Map nationwide epidemic as follows:

The growth trend of the epidemic as follows:

First, data preparation
the whole process of the Internet:

Normal user
opens a browser -> transmission request to a target site -> the received response data -> to render the page.

Crawler
analog Browser -> transmission request to a target site -> the received response data -> extract useful data -> saved to the local / database.

Reptile process:

1. The transmission request (Requests module)

2. The fetch response data (the server returns)

3. parse and extract data (re regular)

4. Save the data

request modules:

HTTP requests are simple-to-use library, the official website address python implementation: http: //cn.python-requests.org/zh_CN/latest/

re module:

python re module is used for string matching module, which provides many of the features are implemented based on regular expressions,

In[ ]
import json
import re
import requests
import datetime

today = datetime.date.today().strftime(’%Y%m%d’) #20200315

crawl_dxy_data DEF ():
"" "
crawling Lilac Park, real-time statistics, to save the data directory to the current date as the file name, save JSON file
" ""
the Response = requests.get ( 'HTTPS: //ncov.dxy. cn / ncovh5 / view / pneumonia ' ) # request.get () request for the target website
print (response.status_code) # print status code

try:
    url_text = response.content.decode()                             #更推荐使用response.content.deocde()的方式获取响应的html页面
    #print(url_text)
    url_content = re.search(r'window.getAreaStat = (.*?)}]}catch',   #re.search():扫描字符串以查找正则表达式模式产生匹配项的第一个位置 ，然后返回相应的match对象。
                            url_text, re.S)                          #在字符串a中，包含换行符\n，在这种情况下：如果不使用re.S参数，则只在每一行内进行匹配，如果一行没有，就换下一行重新开始;
                                                                     #而使用re.S参数以后，正则表达式会将这个字符串作为一个整体，在整体中进行匹配。
    texts = url_content.group()                                      #获取匹配正则表达式的整体结果
    content = texts.replace('window.getAreaStat = ', '').replace('}catch', '') #去除多余的字符
    json_data = json.loads(content)                                         
    with open('data/' + today + '.json', 'w', encoding='UTF-8') as f:
        json.dump(json_data, f, ensure_ascii=False)
except:
    print('<Response [%s]>' % response.status_code)

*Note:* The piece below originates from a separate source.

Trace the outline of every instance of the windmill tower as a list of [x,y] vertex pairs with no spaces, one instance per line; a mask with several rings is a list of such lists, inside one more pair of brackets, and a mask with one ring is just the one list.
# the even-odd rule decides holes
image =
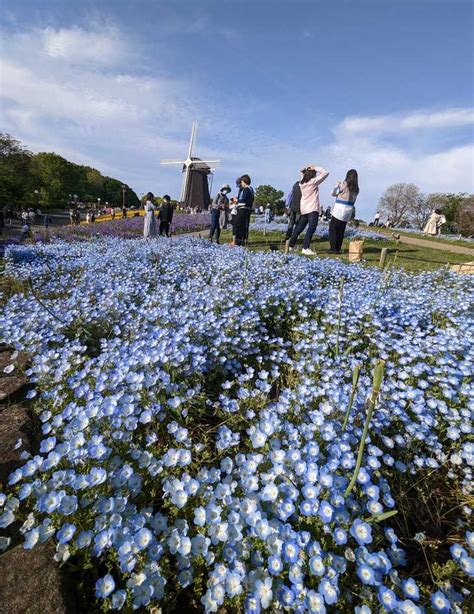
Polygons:
[[181,204],[207,209],[210,203],[208,175],[214,170],[209,164],[220,164],[220,160],[201,160],[193,156],[196,145],[197,123],[193,122],[186,160],[161,160],[164,166],[182,166]]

crawl_statistics_data DEF ():
"" "
Get historical stats provinces, save the data directory, save JSON file
" ""
with Open ( 'data /' + Today + '.json', 'r', encoding = 'UTF -8 ') AS File:
json_array = json.loads (File.read ())

statistics_data = {}
for province in json_array:
    response = requests.get(province['statisticsData'])
    try:
        statistics_data[province['provinceShortName']] = json.loads(response.content.decode())['data']
    except:
        print('<Response [%s]> for url: [%s]' % (response.status_code, province['statisticsData']))

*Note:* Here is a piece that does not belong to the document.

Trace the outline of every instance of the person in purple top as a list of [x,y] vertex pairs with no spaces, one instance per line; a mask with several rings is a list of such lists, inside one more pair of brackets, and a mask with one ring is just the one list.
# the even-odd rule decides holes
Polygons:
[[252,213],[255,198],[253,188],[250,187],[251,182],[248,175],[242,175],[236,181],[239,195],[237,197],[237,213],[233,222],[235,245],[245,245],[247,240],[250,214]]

with open("data/statistics_data.json", "w", encoding='UTF-8') as f:
    json.dump(statistics_data, f, ensure_ascii=False)

IF name == ' main ':
crawl_dxy_data ()
crawl_statistics_data ()
the In []
'' '
install third-party libraries pyecharts, break or slow download problem occurs if the download fails, try Tsinghua mirror
' ''
#! PIP install pyecharts
! PIP install -i https://pypi.tuna.tsinghua.edu.cn/simple pyecharts
Second, the epidemic map
Echarts by Baidu is an open source data visualization tool, with a good interactive, sophisticated graphic design, has been recognized by many developers. The Python is an expressive language, it is suitable for data processing. When the data analysis encounter data visualization, pyecharts born. pyecharts api can refer to: https: //pyecharts.org/#/zh-cn/chart_api

Use options configuration items in pyecharts, everything all Options.

The main series is divided into components and configuration global configuration components.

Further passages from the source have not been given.